Yolande Daniels is founding partner of Long Island City, N.Y.–based Studio SUMO.
My reaction when I first read about Whitney Young’s keynote address to the AIA was surprise that I went through architecture school without hearing of his speech. It had been effectively erased from the collective consciousness of the '80s and '90s.
Difference and opportunities exist within architecture now. Women and people of color hire architects and seek to see themselves represented in their hiring practices. Still, as a whole, the profession remains elite and white despite continual voices that seek to [expand] it, from the closely guarded academic canon to the male-dominated construction and development fields.
This is not an issue of righting the past; instead it is an issue of building equitable and just society in the present and for the future. "Restricted, exclusive (homogeneous) neighborhoods” and subdivisions are being built today.
Northerners are moving to the new South to live off pensions for less in gated communities. Cities like Wilmington, N.C., are being reshaped by north/south migrations, prejudices, and subdivisions.
I do not read anger in Young’s words. I read directness and bluntness. Somehow, even now it seems when a black person speaks directly, their words are received as anger and as anger diminished.
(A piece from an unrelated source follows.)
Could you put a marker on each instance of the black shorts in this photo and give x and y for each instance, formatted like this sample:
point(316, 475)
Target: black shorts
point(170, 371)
I believe that Whitney Young’s criticism’s hold in the face of mass gentrification and urban displacement, mass criminalization/incarceration and premature death, and other seemingly benign entitled views that are based upon white supremacist values. Is it really okay in the 21st century to be in a restaurant or store or town and see perhaps only one person of color eating dinner or shopping or listening to a concert—except for servers? How many are shunted or die so that one may thrive?